YouGov’s data shows clear generational differences when it comes to how people will experience March Madness. Millennials (22%) are considerably more likely than Gen X (15%) and baby boomers (12%) to say they’ll be checking scores online. They’re also more likely (22%) to follow news about the games through social media and other channels than their Gen Xers and baby boomers (both 15%).

Who is participating in March Madness pools?

Many workplaces and friendship groups have March Madness pools, where participants predict on the outcomes of the games. Among the 15% of adults planning on entering a March Madness pool, the majority (60%) will do so with friends or family. A third (34%) will make predictions with their coworkers, while three in ten (30%) say they’ll be making brackets on their own. Respondents were given the option to select multiple answers, so some may be entering March Madness pools with various groups of people.

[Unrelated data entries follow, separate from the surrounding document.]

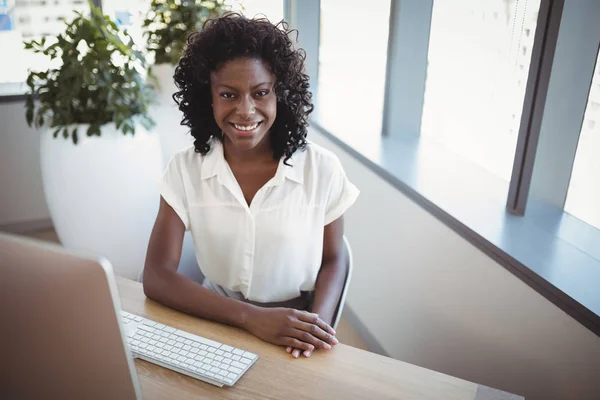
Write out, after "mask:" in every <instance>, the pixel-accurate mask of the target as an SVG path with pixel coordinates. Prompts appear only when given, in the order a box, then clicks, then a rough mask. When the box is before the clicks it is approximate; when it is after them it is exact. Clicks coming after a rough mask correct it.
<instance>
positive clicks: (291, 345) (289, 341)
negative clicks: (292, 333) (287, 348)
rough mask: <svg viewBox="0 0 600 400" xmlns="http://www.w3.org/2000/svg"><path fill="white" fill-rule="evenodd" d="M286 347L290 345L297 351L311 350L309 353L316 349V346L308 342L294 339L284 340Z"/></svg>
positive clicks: (288, 339)
mask: <svg viewBox="0 0 600 400" xmlns="http://www.w3.org/2000/svg"><path fill="white" fill-rule="evenodd" d="M283 341H284V343H283V344H284V345H288V346H291V347H293V348H296V349H300V350H309V351H313V350H314V349H315V346H314V345H312V344H310V343H307V342H302V341H300V340H298V339H296V338H294V337H286V338H285V339H284V340H283Z"/></svg>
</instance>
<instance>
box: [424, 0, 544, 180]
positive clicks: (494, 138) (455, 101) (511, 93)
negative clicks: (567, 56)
mask: <svg viewBox="0 0 600 400" xmlns="http://www.w3.org/2000/svg"><path fill="white" fill-rule="evenodd" d="M539 6H540V0H521V1H511V0H486V1H480V0H461V1H456V0H434V2H433V12H432V17H431V30H430V38H429V49H428V67H427V80H426V83H425V99H424V106H423V115H422V121H421V134H422V136H424V137H428V138H432V139H435V140H436V141H438V142H440V143H441V144H442V145H444V146H445V147H446V148H448V149H449V150H450V151H452V152H455V153H457V154H459V155H460V156H463V157H466V158H467V159H469V160H470V161H472V162H474V163H476V164H478V165H480V166H482V167H484V168H485V169H487V170H489V171H490V172H492V173H494V174H495V175H497V176H500V177H501V178H503V179H505V180H507V181H508V180H509V179H510V175H511V171H512V165H513V158H514V154H515V147H516V142H517V137H518V133H519V124H520V120H521V111H522V107H523V99H524V95H525V87H526V83H527V76H528V73H529V64H530V61H531V51H530V50H531V48H532V47H533V39H534V36H535V35H534V32H535V28H536V23H537V20H536V19H537V12H538V10H539Z"/></svg>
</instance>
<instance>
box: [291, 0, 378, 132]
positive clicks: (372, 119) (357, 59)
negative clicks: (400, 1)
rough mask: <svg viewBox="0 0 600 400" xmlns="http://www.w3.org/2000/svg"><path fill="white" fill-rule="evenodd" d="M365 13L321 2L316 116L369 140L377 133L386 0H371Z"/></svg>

March Madness participants take various approaches to picking their bracket. The most common method is to pick a bracket is personal knowledge of college basketball (45%), closely followed by choosing teams based on their personal fandom (41%). Just over a quarter (26%) follow the advice of experts – a similar number as pick their bracket at random (24%) – while one in five (21%) follow the advice of friends and family. Altogether, fewer than half (45%) are picking their bracket with any knowledge of college basketball.

However, most won’t be winning – or losing – big. Only 19% of Americans plan to put any money on March Madness. Of those who are planning to gamble, three in four (75%) in this group say that they’ll be gambling less than $50. Another 16% of this group will be betting between $50 and $100 dollars, while 8% plan to bet over $100.